BtoB(Business to Business)の意味

「BtoB」とは、Business to Businessの略語で、日本語では「企業間取引」と言われています。ここで言う「Business」は企業のことを指し、「BtoB」は企業が他の企業に対して商品やサービスを提供することを意味しています。つまり、この場合の企業の顧客は企業であり、マーケティングにおいても、主に企業に向けた営業が行われるということになります。IT企業が開発したシステムを他社に提供したり、電機メーカーが製造企業に部品を販売したりする取引と考えるとイメージしやすいでしょう。特に製造業の場合、自社で作った製品を一般消費者に直接販売することは少なく、ほとんどがBtoBに該当します。

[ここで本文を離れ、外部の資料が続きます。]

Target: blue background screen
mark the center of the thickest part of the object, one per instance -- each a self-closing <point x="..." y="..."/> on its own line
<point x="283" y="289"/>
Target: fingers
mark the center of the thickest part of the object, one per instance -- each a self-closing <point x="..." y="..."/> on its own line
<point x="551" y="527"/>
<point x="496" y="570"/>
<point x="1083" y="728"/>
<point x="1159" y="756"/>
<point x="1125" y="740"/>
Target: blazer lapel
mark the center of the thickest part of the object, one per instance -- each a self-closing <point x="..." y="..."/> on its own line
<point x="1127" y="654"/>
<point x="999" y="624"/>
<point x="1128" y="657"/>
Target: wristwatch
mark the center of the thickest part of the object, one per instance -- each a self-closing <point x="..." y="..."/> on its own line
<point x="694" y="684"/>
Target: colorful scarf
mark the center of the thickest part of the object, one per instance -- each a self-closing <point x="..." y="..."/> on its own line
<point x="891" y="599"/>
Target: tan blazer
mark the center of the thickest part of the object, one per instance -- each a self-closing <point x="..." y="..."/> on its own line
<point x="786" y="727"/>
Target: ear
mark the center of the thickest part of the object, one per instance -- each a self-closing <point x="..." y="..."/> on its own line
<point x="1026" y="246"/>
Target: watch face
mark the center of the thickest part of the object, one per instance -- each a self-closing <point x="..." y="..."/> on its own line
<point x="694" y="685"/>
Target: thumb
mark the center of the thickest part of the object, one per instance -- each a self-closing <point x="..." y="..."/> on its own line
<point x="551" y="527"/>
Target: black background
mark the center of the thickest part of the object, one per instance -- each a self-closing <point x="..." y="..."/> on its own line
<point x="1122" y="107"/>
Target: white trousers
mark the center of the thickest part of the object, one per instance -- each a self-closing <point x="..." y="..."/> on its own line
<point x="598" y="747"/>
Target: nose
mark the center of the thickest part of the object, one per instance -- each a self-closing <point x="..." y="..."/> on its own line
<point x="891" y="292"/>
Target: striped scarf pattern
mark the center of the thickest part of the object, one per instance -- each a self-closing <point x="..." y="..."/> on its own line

BtoC(Business to Consumer)の意味

BtoCは「Business to Consumer」の略語で、企業が一般消費者に直接商品やサービスを提供することを指しています。流れはBtoBよりも簡単で、例えば私たちが普段スーパーやコンビニ、書店などで商品を購入するスタイルがBtoCに該当します。また、旅行や電話契約など、個人として利用するサービスもBtoCに含まれます。私たちが直接購入・契約することができるあらゆる商品やサービスがBtoCだと覚えておくといいでしょう。

BtoBとBtoCの違い

BtoBとBtoCの意味について、ご理解いただけたと思います。こちらでは、以下の3つのポイントについて、BtoBとBtoCの違いについて解説します。

マーケティングの手法

前提として、BtoBとBtoCではビジネスの対象が異なります。企業が相手となるBtoBでは、一般的なマーケティングのように広告や営業活動で、直接商品やサービスを売り込むということはほとんどないのが特徴です。例えば、A社が問題や課題を抱えているとしましょう。自社のマーケティングとしては、A社が解決方法を模索する中で自社の商品やサービスを認知し、A社からコンタクトを取ってきてはじめて社内で案件化・商談化できるという流れとなるため、購入までに2〜3年かかるというケースも珍しくありません。受注後も定期的にコミュニケーションを図り、いかに信頼関係を築くかということが顧客維持につながります。

一方、BtoCがターゲットとするのは不特定多数の人であり、購入や契約に至るプロセスもBtoBに比べるとシンプルです。消費者が欲しいと感じる商品やサービスを認知した際、実際に購入に至るまでの期間は即時〜数日と短期間で、企業が時間をかけて信頼関係を築く必要もありません。そのため、BtoCにおけるマーケティングでは、いかに多くの一般消費者に自社の商品やサービスを認知してもらうかが最も重要となります。具体的な方法としては、Web広告やSNSを駆使して店舗やサイトに集客を行う「マスマーケティング」や、オフラインでのプロモーション活動などが有効です。

購入の判断基準

BtoBとBtoCでは、買い手が商品やサービスを選ぶ判断基準も異なります。企業同士のやりとりとなるBtoBでは、その商品やサービスが「業績や利益にどれくらい貢献するか」「長期にわたり自社にいい影響を及ぼすものであるか」といった点が重要とされます。購入あるいは契約した商品・サービスが自社の売上に直結されるのが理想であるため、購入側は自社にとって最適な商品や購入時期を時間をかけて見極め、合理的に判断するのが特徴です。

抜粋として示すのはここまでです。